The evidence elicited under these circumstances has been embodied elsewhere in different parts of this book. As has been said before, it did nothing to discredit the condemned woman’s story; in many instances it bore it out to a remarkable degree, and it threw up one fact of quite startling significance—the-testimony of Miss M’Intyre that at soon after eleven that night Jess M’Pherson was heard moaning. (No one then or since seems to have given much consideration to this point or to have taken the time factor into consideration; yet there it sits, solid fact and, to the author at least, conclusive. Either Jess was attacked and left, still alive and noisily moaning, while her assailant popped round the corner for a drop of something, or she was attacked while Jessie was innocently out. You pays your money and you takes your choice.)
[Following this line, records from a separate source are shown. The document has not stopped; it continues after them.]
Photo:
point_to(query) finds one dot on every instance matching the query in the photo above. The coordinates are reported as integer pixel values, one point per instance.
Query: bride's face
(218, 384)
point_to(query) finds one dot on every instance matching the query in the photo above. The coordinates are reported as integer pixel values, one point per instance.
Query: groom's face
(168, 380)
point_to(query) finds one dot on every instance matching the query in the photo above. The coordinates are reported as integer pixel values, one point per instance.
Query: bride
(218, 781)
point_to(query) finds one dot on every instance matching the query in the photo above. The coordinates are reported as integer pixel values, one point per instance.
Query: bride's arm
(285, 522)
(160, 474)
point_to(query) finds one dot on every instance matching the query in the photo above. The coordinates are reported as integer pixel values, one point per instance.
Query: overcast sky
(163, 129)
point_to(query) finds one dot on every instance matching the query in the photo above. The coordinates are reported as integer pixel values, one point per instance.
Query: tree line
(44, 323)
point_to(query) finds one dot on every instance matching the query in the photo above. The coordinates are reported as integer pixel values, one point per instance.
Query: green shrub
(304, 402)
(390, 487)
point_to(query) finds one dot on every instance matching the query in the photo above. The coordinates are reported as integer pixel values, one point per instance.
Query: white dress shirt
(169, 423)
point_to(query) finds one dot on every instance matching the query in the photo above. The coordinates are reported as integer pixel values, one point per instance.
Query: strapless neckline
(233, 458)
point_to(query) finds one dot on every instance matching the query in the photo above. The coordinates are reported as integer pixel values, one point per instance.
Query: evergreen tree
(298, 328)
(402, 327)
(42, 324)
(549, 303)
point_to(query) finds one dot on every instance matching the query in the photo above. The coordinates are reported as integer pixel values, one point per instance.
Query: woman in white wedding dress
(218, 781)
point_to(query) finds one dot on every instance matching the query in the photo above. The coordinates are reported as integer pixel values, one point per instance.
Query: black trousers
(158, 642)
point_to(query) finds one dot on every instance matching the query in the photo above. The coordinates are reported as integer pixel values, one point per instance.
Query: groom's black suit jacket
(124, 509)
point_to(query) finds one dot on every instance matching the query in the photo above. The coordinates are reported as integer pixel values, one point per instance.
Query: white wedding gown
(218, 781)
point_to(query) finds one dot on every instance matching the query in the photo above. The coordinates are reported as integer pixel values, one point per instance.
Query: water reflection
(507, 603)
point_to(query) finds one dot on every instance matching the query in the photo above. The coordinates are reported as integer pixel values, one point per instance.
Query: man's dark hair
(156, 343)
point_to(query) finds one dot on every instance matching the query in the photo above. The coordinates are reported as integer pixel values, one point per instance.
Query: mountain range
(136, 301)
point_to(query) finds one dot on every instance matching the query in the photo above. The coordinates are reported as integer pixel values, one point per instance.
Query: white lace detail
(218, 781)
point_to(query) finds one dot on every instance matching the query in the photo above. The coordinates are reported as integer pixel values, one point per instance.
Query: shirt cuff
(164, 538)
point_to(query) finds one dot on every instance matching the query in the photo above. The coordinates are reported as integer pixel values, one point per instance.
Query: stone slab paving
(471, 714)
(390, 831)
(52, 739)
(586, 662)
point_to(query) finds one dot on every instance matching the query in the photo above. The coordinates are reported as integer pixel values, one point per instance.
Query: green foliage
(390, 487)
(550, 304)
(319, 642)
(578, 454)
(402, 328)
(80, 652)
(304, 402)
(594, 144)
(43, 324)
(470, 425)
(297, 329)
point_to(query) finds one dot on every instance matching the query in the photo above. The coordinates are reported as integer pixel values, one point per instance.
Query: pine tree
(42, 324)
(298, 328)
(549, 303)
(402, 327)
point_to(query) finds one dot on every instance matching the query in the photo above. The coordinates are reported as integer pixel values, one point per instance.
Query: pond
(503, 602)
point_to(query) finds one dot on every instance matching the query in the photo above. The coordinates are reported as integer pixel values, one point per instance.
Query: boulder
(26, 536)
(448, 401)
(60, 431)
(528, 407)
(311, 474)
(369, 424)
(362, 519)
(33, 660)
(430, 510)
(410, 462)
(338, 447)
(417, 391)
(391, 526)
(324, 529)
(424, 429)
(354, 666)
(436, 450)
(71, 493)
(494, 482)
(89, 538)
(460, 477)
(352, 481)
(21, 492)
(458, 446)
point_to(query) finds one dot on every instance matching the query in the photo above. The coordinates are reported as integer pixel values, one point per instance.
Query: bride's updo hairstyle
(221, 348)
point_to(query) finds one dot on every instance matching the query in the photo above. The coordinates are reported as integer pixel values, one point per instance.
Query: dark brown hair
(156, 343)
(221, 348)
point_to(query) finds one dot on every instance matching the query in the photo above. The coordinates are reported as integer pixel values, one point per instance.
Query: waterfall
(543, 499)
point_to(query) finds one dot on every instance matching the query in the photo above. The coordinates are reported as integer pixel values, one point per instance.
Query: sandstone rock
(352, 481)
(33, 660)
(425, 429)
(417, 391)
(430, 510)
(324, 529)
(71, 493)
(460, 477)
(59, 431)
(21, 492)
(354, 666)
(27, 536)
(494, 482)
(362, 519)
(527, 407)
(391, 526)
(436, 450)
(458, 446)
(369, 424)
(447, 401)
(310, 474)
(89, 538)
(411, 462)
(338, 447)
But, alas!—having taken it you are thrown straightway back into confusion.
With so much agitation going on, the enquiry under Mr Young not yet started and the postponed execution date less than three weeks away, Mr Dixon got permission to interview his client in the condemned cell. There were persistent rumours that old Mr Fleming had been seen—by the mysterious gentleman who did or did not tell Mr Ritchie, who in turn did or did not tell Mr Sheridan Knowles—at the front door of No. 17 in the early hours of the morning of the murder. Mr Dixon wished to confirm with Jessie that this might have been possible; it would naturally go a long way in support of her story.
He found her, he subsequently related, in a highly overwrought condition, inclined to hysteria, divided between easy laughter and easy tears. She seemed to want to talk about anything but her statement. However, that was what he was there for. He pressed her to answer: did she think the rumour could be true?
To this Jessie replied that she was quite sure it wasn’t true; and what was more, she added, they needn’t trouble themselves hunting round to confirm it, because it couldn’t be true.
Mr Dixon was naturally somewhat taken a
back. Had she any reason for saying that it couldn’t be true?
She evaded the question, she went off again into irrelevances—she didn’t think much of the portraits in the pamphlet account of the trial. (They are certainly very unflattering.) He brought her back to the subject, however, and persisted. ‘Well, then, where was the old man at this time?’
She didn’t say anything for a moment; and then she looked into his face and said: ‘I may just as weel tell ye—the auld man wasna’ there at a’.’
‘Wasn’t there?’ said Mr Dixon. ‘What do you mean?’
What she meant, said Jessie, was that she hadn’t seen Mr Fleming at all that night.
Poor Mr Dixon! ‘Do you mean to tell me that he wasn’t there, that he wasn’t sitting in the armchair when you went down to the kitchen—?’
‘I didna’ go “down” to the kitchen at a’,’ said Jessie. ‘I didna’ go by the front door.’
‘Not by the front door? Then how did you go in?’
‘I went by the back way.’ And, she added, she hadn’t been upstairs at all that night.
But … ‘Do you meant to say it wasn’t the old man who sent you out for the whisky?’